A 2017 paper titled Organizing principles for the cerebral cortex network of commissural and association connections has published and analyzed a comprehensive connectome of the mouse brain, collected from findings in over 185 publications that appeared in the literature since 1974. This project will analyze the structural properties of this connectome. If you are ambitious, you can try to correlate this network with the mouse connectome created independently by the Allen Institute for Brain Science.

In the class, we have studied and analysed several type of connectomes. Each of these connectomes arose from experimental observations of the brains of different organisms. We studied several types of properties of these connectomes. A fundamental question that arises now is what types of evolutionary processes in nature can generate the types of connectomes that exist in organisms. For example, the process is almost certainly not an Erdos-Renyi like model. This project will consider several mathematical models that have been proposed for connectomes and test these models for their ability to generate artificial networks with properties that match those of real connectomes such as the small world property and hierarchical modularity. The paper Resolving Structural Variability in Network Models and the Brain and Box 10.1: Growth Connectomics: Generative Models for Brain Networks in the textbook provide excellent starting points for this project. An important question to consider will be whether models should incorporate geometric constraints imposed by the structure of the brain.
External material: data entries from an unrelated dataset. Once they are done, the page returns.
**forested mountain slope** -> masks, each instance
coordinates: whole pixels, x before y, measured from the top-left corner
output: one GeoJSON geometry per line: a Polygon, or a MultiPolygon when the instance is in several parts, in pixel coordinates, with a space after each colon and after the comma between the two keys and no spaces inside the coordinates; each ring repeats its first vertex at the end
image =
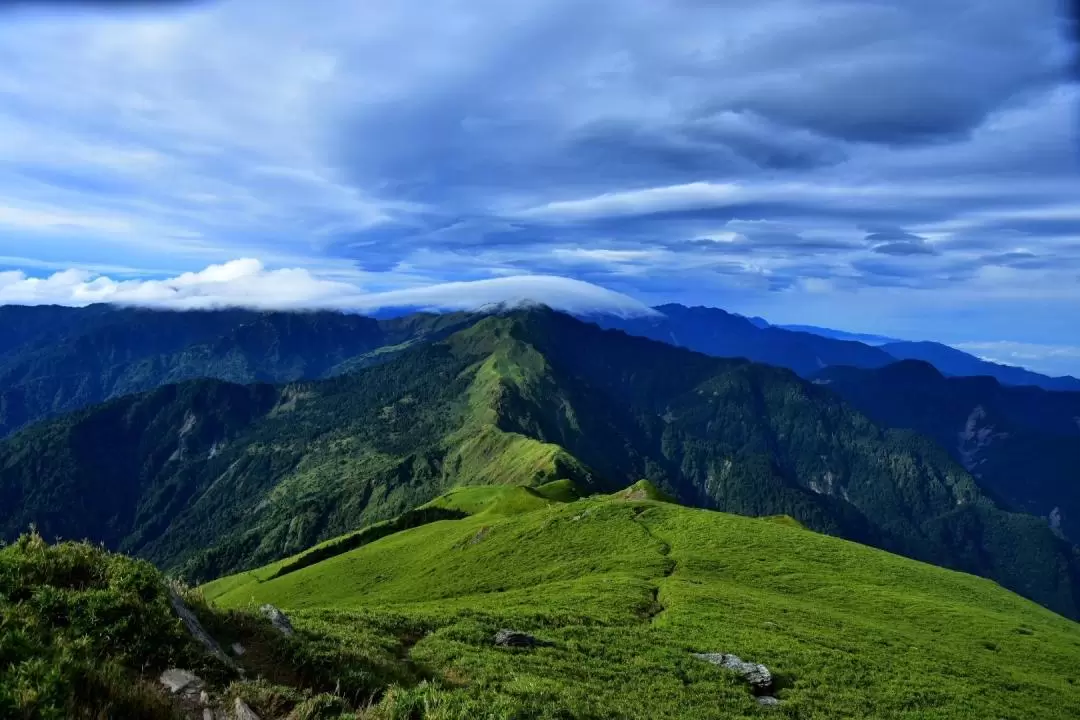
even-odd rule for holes
{"type": "Polygon", "coordinates": [[[992,377],[1004,385],[1027,385],[1046,390],[1080,392],[1080,379],[1068,375],[1051,377],[1013,365],[990,362],[941,343],[896,341],[882,345],[881,349],[897,360],[921,360],[930,363],[945,375],[992,377]]]}
{"type": "Polygon", "coordinates": [[[1080,539],[1080,392],[945,377],[916,361],[817,380],[875,422],[935,439],[1007,507],[1080,539]]]}
{"type": "Polygon", "coordinates": [[[0,307],[0,437],[167,383],[317,379],[368,354],[441,337],[466,314],[375,320],[338,312],[0,307]]]}
{"type": "Polygon", "coordinates": [[[322,382],[200,381],[31,428],[0,444],[0,529],[34,522],[205,579],[455,485],[561,478],[788,514],[1077,613],[1075,551],[934,443],[789,371],[539,309],[322,382]]]}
Different individuals in the same species have connectomes that show remarkable architectural and wiring similarity. What is the reason? Could the connectivity patterns of neurons be encoded at the protein level? The paper A Genetic Model of the Connectome explores this idea through a hypothesis that the genetic identity of a neuron guides the formation of its synapses. Their specific hypothesis predicts the existence of subgraphs called bipartite cliques (bicliques) in the connectome.

An initial goal in this project is for you to read and understand the paper. After downloading the datasets, you will have to write software to recreate the results in Figures 2-4. To enumerate all maximal bicliques, you may use existing software packages.